Fig. 13: A manual expansion of version 1 and 2 of letrec*.

Figure 13 should shed some light on how version 2 is more efficient than version 1, even if it’s not more terse.

Recap

At this point you might ask yourself why we didn’t talk about letrec. Well, letrec is the ugliest of all of the expressions in the let family. It requires the implementor to enable recursion, but not sequential bindings. I haven’t found it to be tremendously helpful and mostly a pain to implement. Racket even ditched the name letrec* and made letrec behave like the former instead.

As always, I have a couple of ideas what you could work on to deepen your knowledge of implementing let in self-study:

Fin

We just implemented local bindings! I hope it was as much fun for you reading this as it was for me writing it. I don’t write much Scheme these days—ever since abandoing zepto, really—, and it’s a breath of fresh air to get back into it. Opening my own REPL and hacking away is one of the most rewarding things I do in my spare time, so if you have any suggestions for future posts in this series, ping me and I might write about it!

See you soon!

Footnotes

1. No, really. At least according to the numbers on Wikipedia.

2. My reading of the original lambda papers tells me that let was called labels back then. I’m not positive the “fancier” versions even existed.

3. Purists will object that there are other—and better—ways to implement labels. I wholeheartedly agree—particularly the versions that use the infamous Y combinator are interesting. They’re a little harder to grok, though, and not particularly suited for introductory tutorials like this one. Here is Rosetta Code for implementing anonymous recursion.

4. This version will not end up generating prettier code, but it will be more efficient assuming begin is cheaper than calling a function, which it should always be.

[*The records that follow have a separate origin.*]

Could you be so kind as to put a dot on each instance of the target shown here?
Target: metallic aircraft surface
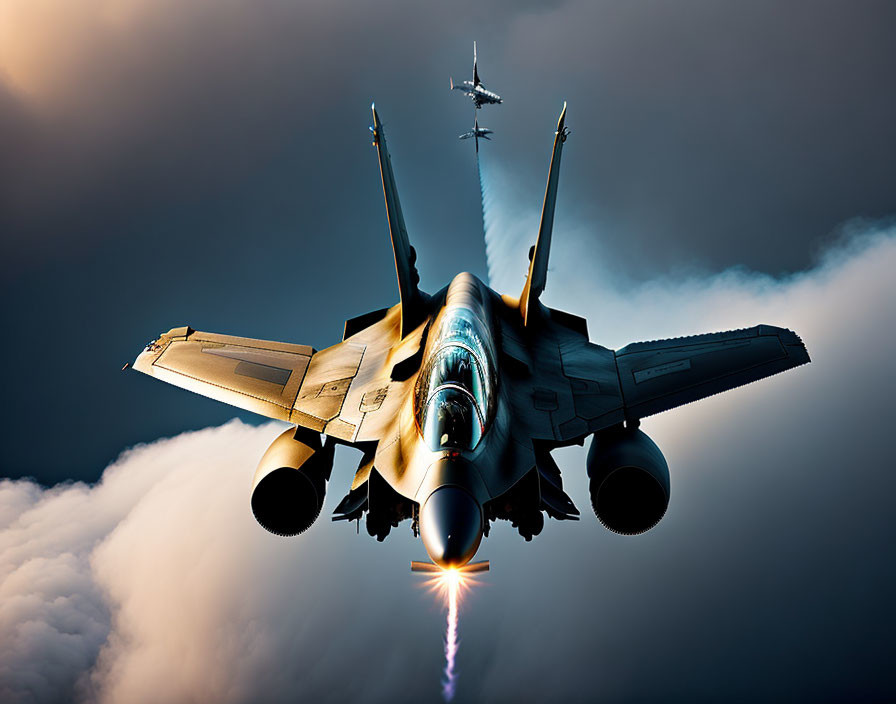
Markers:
(475, 90)
(477, 133)
(457, 398)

5. The Y combinator can be used to assign a name to the function passed to let. You will want to bind the value to a specific call to the combinator. Here be spoilers (hover to reveal): You will want to call the combinator with a lambda that takes an argument named like the variable and the binding as body, like so: (Y (lambda (var) val)). Put that in a let and bind it to var.